An investment bank can provide services throughout the entire lifecycle of a company. If a public company needs to raise capital, again it’s the investment banks they turn to.
This might be the same bank that brought it public in the first place. It may seek advice on purchasing another company, assistance in structuring and executing the deal. Later, it may need to spin-off an underperforming division. Eventually the company may need to be liquidated.
Commercial banks are your brick and mortar banks that individuals and small business use for their daily needs. These banks safe guard deposits, checks, bill-pay services, overdraft protection, mortgages, CDs, notary and various other services. These services all come with numerous account fees and interest payments to the bank.
Buy Side vs. Sell Side Overlap
The terms buy-side and sell-side general and is not mutually exclusive and you may have noticed some overlap between them. There is and the larger the institution is, the more the overlap. Examples include banks, hedge funds and insurance companies.
The era of mega-banks that provide full-service to a wide variety of customers has been in vogue since the partial repeal of the Glass-Steagall Act in 1999. Consequently, the largest banks routinely have both buy and sell side divisions.
…the largest banks routinely have both buy and sell side divisions.
For example, JP Morgan Chase has its JP Morgan Asset Management unit (buy-side) which actually ranks as the 6th largest asset manager in the United States4. But JP Morgan also has a traditional investment bank and their Chase unit is an enormous commercial bank (sell-side). In truth, many firms act both as principal (for their own accounts) and as agent (for a customer).

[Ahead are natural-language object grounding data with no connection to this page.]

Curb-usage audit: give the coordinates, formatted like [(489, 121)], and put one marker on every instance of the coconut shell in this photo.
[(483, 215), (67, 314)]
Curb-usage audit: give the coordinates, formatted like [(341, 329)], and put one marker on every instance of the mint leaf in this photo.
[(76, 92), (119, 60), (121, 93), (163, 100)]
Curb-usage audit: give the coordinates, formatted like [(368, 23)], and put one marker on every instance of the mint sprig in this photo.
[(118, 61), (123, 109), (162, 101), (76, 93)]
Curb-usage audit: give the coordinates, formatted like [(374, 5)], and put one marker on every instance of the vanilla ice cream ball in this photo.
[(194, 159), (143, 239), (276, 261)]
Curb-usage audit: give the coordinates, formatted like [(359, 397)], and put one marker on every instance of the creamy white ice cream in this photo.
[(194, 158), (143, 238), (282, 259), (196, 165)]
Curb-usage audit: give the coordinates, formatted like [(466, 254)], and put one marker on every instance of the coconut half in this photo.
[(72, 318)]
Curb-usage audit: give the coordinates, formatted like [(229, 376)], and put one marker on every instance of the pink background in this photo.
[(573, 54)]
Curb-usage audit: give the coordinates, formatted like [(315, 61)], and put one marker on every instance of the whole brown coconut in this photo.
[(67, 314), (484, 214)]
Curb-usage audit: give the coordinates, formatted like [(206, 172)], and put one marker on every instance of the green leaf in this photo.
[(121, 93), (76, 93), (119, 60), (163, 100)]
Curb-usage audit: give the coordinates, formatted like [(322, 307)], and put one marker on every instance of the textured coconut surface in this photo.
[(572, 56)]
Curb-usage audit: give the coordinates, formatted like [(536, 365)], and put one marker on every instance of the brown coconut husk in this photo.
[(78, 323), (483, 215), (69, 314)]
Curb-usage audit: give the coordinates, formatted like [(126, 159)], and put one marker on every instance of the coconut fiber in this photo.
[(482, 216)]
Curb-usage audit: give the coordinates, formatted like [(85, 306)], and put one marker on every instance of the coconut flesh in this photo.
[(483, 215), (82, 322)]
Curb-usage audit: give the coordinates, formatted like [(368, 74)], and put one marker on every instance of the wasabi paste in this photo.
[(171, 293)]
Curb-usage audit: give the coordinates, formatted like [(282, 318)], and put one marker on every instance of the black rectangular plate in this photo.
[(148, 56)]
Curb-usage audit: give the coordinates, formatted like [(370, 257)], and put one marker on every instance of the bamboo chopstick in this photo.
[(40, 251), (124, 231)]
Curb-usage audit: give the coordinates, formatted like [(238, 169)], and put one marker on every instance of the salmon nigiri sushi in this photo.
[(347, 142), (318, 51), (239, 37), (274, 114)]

Hedge funds have some overlap as well. They are clearly buy-side and rely heavily on the sell-side. But other buy-side entities including pension funds and endowments have become investors in hedge funds in recent years.
These other buy-side entities allocate portions of their portfolios to participate in hedge fund’s various alternative strategies. These entities pay both management fees and performance fees to the hedge funds. So it could be argued that there’s a sell-side aspect to hedge funds.
Finally, there is overlap in the insurance industry. On the one hand, life insurance companies are huge buyers of banks fixed income products, including corporate bonds and asset backed structured products.
They need the income provided by these products to match their future liabilities (the payouts to beneficiaries). The major U.S. life insurers maintain massive investment portfolios and the returns are used to help pay off liabilities.
But they could also be considered sell-side since there are droves of independent insurance agents offering their products and coverage to the public and corporations. These include investments, annuities, guaranteed investment contracts and, of course, life insurance policies.